Dubai: The Dubai Corporation for Ambulance Services (DCAS) is gaining ground in its target to cut down its ambulance emergency response time from the current average of eight minutes to within four minutes by 2020, senior ambulance officials said.
“We [DCAS] have now reached a certain percentage near the target, but I don’t want to disclose the exact number now. We will reveal it in the conference [next year]. The vision and target for 2020 is four minutes and below. We have strategic plans in place for that,” Dr Omar Al Sakaf, Medical and Technical Affairs Department at DCAS, told Gulf News on the sidelines of the announcement of the first Dubai International Ambulance Conference that will be held next March.
“His Highness Shaikh Mohammad Bin Rashid Al Maktoum, Vice-President and Prime Minister of the UAE and Ruler of Dubai, has directed it, so it has to be done. Whatever it takes, we will do it,” he added.
Ambulance emergency response time is the time it takes for a first responder to reach a patient. In potentially life-threatening emergency cases such as a heart attack or a massive trauma, every second counts to save a life. Arriving on the scene within eight minutes most of the time is the gold standard in the industry.
In 2014, DCAS received and responded to 145,332 calls across Dubai. Emergency cases classified as code red or cases of patients in a life or death situation, such as trauma victims, people having a heart attack or a stroke, were recorded at 4,449.
Some 15 per cent or 21,096 cases fell under code yellow or those who needed significant intervention but who could wait a few hours for help to arrive.
The remaining 92,422 were classified as code green or patients who needed medical treatment but assistance could be safely delayed.
Dr Al Sakaf said in order to achieve the four-minute target within five years, they are enhancing their strategy by properly mapping and distributing their staff and ambulances according to the need.
“We are changing our concept [in emergency response]. By hiring and adding staff, we are not solving the problem. But by changing the strategy by deploying staff in the community, having new ambulance spots, you can do a lot of things with that,” Dr Al Sakaf said.
Dr Al Sakaf said the strategy involves expanding the reach of ambulance stations and spots for potential emergency areas, and involving community emergency staff. They also have 20 ambulance services depending on the situation — ambulance buses for crisis situations, motorcycles and bicycles for busy areas, first responders, mama, heavyweight, and neonatal ambulances, among others.
Last year, DCAS acquired what is dubbed as the world’s fastest ambulance, a Lotus Evora that can go up to 300km/h and can reduce response time to three to four minutes.
Working hand-in-hand with the ambulance services, Rashid Hospital’s Trauma Centre is also introducing ways to enhance its emergency services.

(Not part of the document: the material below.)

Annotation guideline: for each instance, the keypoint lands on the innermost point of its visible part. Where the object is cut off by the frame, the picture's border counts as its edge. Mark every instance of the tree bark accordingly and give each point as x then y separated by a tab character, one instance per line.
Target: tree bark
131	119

Dr Victor Butros, Head of the Department of the Trauma Centre, said in order to improve pre-hospital services, emergency doctors were assigned in ambulances and in the control room to give medical advice for the past eight months as a trial. He said the plan is to make this a main fixture in the services as it is beneficial to the community.
“Patients are more stabilised, especially in stroke cases and MI [myocardial infarction or heart attack] with this trial run,” Dr Butros told Gulf News.
For this year alone until Tuesday, the number of patients treated in the emergency room of Rashid Hospital has reached 86,000. In 2014, the centre received 166,000 patients, in 2013, 158,000 patients, and 186,000 patients in 2012.
Most of the cases are trauma and surgical cases such as industrial and car accidents, while the remaining 40 per cent are medical cases such as heart attacks, strokes, abdominal pain and surgical cases.